Ask The Expert: Event Ticket Pricing

Ask The Expert is a series from Laura Murray Public Relations that calls upon the expertise of arts and marketing specialists to provide insight and wisdom – to all industry professionals that read our blog – on how we can do what we do better. No matter what stage of our career, we are always keen to grow and hone our craft from those in the know.

For this edition of Ask The Expert, we spoke with marketing leaders at Bard on the Beach and The Dance Centre to share their insight and wisdom, honed from years of experience, on determining ticket prices.
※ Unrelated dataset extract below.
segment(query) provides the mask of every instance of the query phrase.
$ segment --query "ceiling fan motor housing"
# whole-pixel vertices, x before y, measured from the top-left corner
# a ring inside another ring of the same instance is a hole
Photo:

We posed the question: What are three factors to take into consideration when setting ticket prices for an arts event or performance?

Heather KennedyHeather Kennedy
Director of Marketing & Communications, Bard on the Beach

1. Do the math. Be sure your pricing plan will deliver sufficient revenue to maintain your financial stability. Don’t be tempted to discount to the point where you end up in deficit.
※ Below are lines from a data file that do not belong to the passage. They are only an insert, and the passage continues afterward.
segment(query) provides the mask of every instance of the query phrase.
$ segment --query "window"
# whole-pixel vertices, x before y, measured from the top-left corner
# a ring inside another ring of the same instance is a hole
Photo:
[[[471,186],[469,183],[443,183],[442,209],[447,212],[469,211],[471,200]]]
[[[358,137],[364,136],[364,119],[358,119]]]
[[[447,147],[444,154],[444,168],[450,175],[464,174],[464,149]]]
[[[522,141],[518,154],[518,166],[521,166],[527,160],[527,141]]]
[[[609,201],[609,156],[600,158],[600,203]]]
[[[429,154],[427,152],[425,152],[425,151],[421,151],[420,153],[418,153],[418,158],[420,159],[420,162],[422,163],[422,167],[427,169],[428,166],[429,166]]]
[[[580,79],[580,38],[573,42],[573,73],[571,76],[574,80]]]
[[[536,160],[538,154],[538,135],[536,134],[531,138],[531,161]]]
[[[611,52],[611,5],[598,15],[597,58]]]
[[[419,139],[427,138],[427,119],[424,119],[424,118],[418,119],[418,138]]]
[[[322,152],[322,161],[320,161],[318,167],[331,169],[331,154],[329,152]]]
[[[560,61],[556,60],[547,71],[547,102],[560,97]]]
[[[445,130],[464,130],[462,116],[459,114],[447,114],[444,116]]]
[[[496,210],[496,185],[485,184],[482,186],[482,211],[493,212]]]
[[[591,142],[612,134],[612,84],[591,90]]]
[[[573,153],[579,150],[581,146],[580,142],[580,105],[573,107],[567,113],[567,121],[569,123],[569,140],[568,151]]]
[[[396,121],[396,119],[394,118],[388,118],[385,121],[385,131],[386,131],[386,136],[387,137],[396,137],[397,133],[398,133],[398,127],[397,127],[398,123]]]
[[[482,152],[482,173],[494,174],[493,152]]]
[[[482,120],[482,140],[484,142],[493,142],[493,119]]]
2. Know your audience. Talk to & survey your patrons to find out whether they believe they’re receiving good value. If satisfaction is high, you have more headroom to increase ticket prices.
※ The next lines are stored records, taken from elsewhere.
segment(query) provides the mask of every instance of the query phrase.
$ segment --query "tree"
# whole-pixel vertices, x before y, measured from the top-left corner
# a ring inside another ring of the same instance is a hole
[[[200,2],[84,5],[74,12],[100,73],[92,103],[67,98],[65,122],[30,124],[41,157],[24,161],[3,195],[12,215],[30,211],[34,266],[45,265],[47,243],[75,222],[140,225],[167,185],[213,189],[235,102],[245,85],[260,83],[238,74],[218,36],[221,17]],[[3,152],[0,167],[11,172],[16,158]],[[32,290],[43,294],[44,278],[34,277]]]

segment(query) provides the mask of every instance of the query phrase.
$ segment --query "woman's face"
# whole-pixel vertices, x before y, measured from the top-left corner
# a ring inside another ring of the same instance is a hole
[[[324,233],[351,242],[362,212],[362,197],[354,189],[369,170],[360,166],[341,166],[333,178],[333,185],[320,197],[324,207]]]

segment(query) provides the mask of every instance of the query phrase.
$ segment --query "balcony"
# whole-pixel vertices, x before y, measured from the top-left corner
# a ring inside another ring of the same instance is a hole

3. Cover the bases. Can you offer a range of prices that includes a low-end option for price-sensitives and samplers AND a higher price point for those who can afford to enjoy the ‘best seats’? And don’t be shy about setting your upper-end price at or above marketplace levels, if the value is there and you can articulate it to your target audiences.

Heather BrayHeather Bray
Marketing Manager, The Dance Centre

As arts organizations we have artistic and social objectives as well as financial goals which all have to be balanced together when setting ticket prices. Most research indicates that price is a relatively unimportant factor in the average patron’s decision-making process, however it becomes more important as the perception of risk rises, and for some communities price is of course a major issue. Contemporary dance tends to carry a higher perception of risk for many audiences, so we try to price these shows at a level which is competitive but will also enable us to maximize box office revenues.

Discounting for groups such as students or seniors is the classic way of reaching those more price-sensitive audiences and can also be used to encourage certain behaviour, such as passes or subscriptions to encourage frequency and build loyalty, or early bird discounts to persuade more people to book in advance. If you’re going to offer a discount, make it meaningful and supportive of the overall objective of engaging that particular audience.

Once you have an outline pricing strategy, do some box office projections – look at the history of previous shows if possible, how much revenue was earned and what the discount takeup was – and adjust as necessary. Box office targets built on reasonable foundations mean you are much less likely to end up with a big hole in your budget.